The United States is considering withdrawing significantly from the multinational peacekeeping force in Sinai, Walla News quoted Pentagon sources as saying Sunday. Pentagon officials informed Congress of the possibility at a hearing last week, the report said.
The Multinational Force and Observers (MFO) is an international peacekeeping force overseeing the terms of the peace treaty between Egypt and Israel, established in 1981 as a result of the Israel-Egypt Peace Treaty, and operating mostly in Sinai. The United States is one of 15 countries that make up the peacekeeping contingent, with some 450 personnel who patrol the region, operating mostly as a separation of forces between Israel and Egypt. Under the terms of the treaty, Egyptian soldiers are banned from Sinai, with enforcement undertaken by police and special forces.

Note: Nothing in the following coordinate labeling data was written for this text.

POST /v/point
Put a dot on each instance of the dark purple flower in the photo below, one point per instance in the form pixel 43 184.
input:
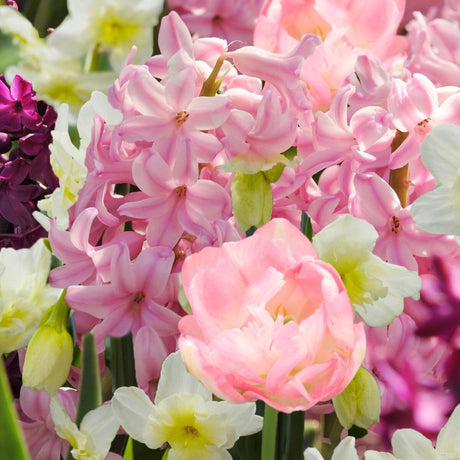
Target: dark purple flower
pixel 18 105
pixel 438 311
pixel 5 143
pixel 26 175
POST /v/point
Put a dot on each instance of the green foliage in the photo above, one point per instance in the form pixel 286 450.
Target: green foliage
pixel 12 442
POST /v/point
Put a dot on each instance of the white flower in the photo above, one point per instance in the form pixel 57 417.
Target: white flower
pixel 24 293
pixel 112 26
pixel 409 444
pixel 57 78
pixel 438 211
pixel 184 415
pixel 376 288
pixel 68 162
pixel 344 451
pixel 97 430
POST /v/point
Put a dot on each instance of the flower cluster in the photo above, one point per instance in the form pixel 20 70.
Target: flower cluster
pixel 26 175
pixel 179 191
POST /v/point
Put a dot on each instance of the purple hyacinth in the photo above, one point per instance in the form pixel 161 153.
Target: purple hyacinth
pixel 26 175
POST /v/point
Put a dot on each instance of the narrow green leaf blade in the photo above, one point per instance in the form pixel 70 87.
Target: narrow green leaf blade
pixel 12 441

According to the report, U.S. Armed Forces Chief of Staff General Mark Milley said at the hearing that the army was “re-evaluating” its role in multinational forces, especially the MFO. The current administration is seeking to redeploy forces to target conflicts that could erupt between the U.S., Russia and China in the coming decade, Milley reportedly said.
The report quoted legal experts as saying that the U.S. cannot withdraw from the MFO altogether, as the participation of American forces is a condition of the existence of the peace treaty. The treaty requires American forces to be stationed at points along the Gaza-Israel, Gaza-Sinai, and Philadelphia Passage areas.

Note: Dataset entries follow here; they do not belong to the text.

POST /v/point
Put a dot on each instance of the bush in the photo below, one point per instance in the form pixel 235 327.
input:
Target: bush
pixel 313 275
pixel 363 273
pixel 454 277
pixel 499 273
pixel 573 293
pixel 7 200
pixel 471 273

The U.S. has in any event been gradually reducing its forces in Sinai over the years, as have other countries. Today, there are 454 American troops out of a total of 1,156. When the forces were first deployed, there were over 1,200 U.S. troops participating, one of them Milley himself, the report said. Annual funding for the MFO is $75 million, shared equally by the U.S., Israel, and Egypt, with the U.S. contributing an extra $5 million a year.